PS: The Borax Trick works great to keep them out of your house too... It solved my War with Ants which was a losing battle till I sprinkled borax around the perimeter of the foundation which made me a believer in it.


----------



## Chago (Jul 14, 2014)

Some great help here guys thank you. 

I am not knocking them down myself only because they are technically on city property as they line the road. They have given me permission to knock them down, but there are some rules and guidelines etc. But to be honest about 80% of them I can easily handle. But there are a few that are easily 36-40" diameters, with like 12 full size trees as branches up there. And many lean all over the road so its well above my pay grade to be messing with these. Its an absolute travesty that they need to come down, but Ontario has literally lost over 95% of the ash trees in the entire province due to the emerald beetle. So they need to come down before I can erect any horse fencing etc.

As per the outdoor stacks. How does that old up with snow drifts? Won't the wood absorb the moisture all winter long? Up here if I had piles like that you wouldn't find them until spring. It would literally be buried by 4-5' of snow. This is why I was debating buying one of those cheap hoop house shelters. They only cost about $600 which with the price of lumber today is 1/10th what it would cost to build a wood lean to. And I could leave the two ends open but turning it away from the prevailing wind so snow drifts wouldn't be an issue. I do need many lean to's on the farm, but the location for this one would be a complete waste later as it would be in a location that I would not need that storage every again. As ideally in the future I will always keep 2-3 years worth of wood not 8 lol. 

Are you guys concerned it would just take too long to dry in the hoop house? Or would it rot? If too long is the issue then thats ok as the rows on the outsides would dry first and I could pull them first and work my way towards the middle as the years go on. Or do you think that middle would never dry?

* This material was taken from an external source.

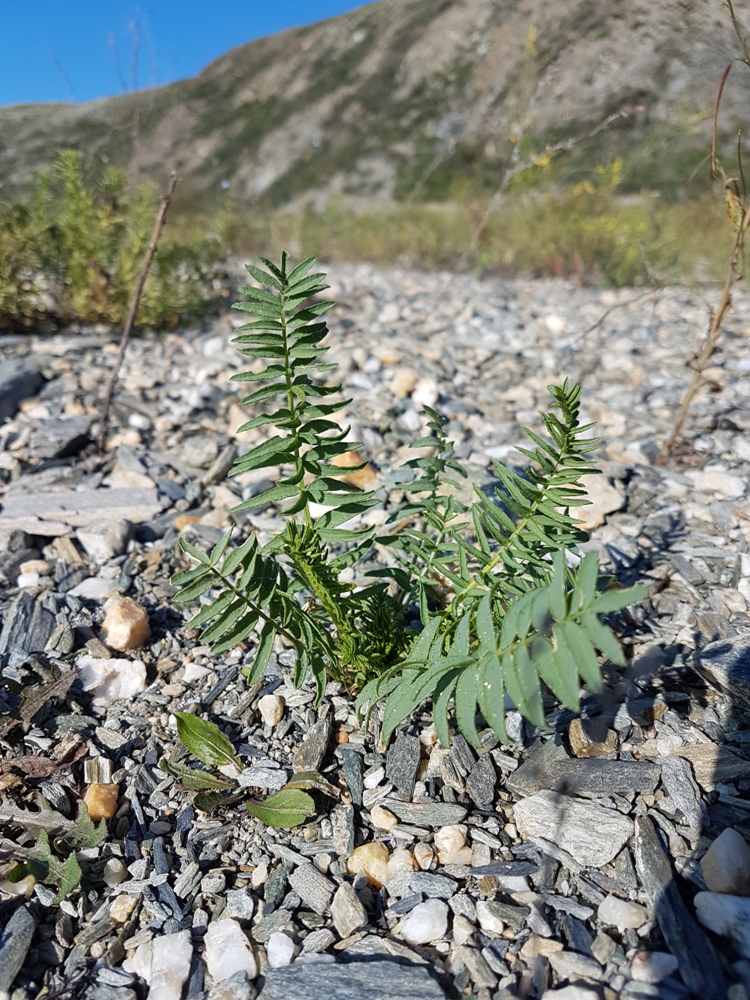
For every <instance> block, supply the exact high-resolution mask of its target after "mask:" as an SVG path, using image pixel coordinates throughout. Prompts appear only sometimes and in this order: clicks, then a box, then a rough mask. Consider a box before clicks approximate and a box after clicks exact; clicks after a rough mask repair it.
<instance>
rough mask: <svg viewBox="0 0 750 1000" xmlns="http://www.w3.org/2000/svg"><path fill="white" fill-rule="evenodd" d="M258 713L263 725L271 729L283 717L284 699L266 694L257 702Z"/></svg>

Thanks


----------



## Fishindude (May 19, 2015)

I don't want to store firewood more than a couple years. 
If it's not indoors it is going to start deteriorating, and if it is indoors it will be so dry by the time you use it, it will burn like match sticks.

Just cut up and store what you think you can use in the next couple years and give the rest away or discard it.


----------



## CKelly78z (Jul 16, 2017)

Take down the ones that you can handle and store them as full logs on a raised platform like pallets that will allow underneath them, but cover them to keep the rain off. These logs will be saved for years in this manner. Have the city cut up the big logs for you, and use this wood first, but only split what you need for one Winter at a time (Ontario will probably require more than 4-5 cords per year unless your house is super insulated) I live in Northern Ohio, and use 5-6 cords a year of mostly beetle killed ash.


----------



## Wellbuilt (Dec 25, 2020)

What I do is lay 2 10” logs on the ground , then 25’ trees cut into 13 foot pieces so your pile 
could be 13x13 just lay them across leave a little space , I flip the logs fat to thin . 
Next layer go’s across I load and un load with equipment so I go 8/9’ high 
if it dosent get filled up with leaves I’m sure the stacks will last 10 years .
You could tarp the pile the brown and silver tarps from home Depto last 5/6 years just cover the top . 
I am buying 100 doller tarps all the time . 
I no I could not check out with 35 cord of wood stacked up 🤗


----------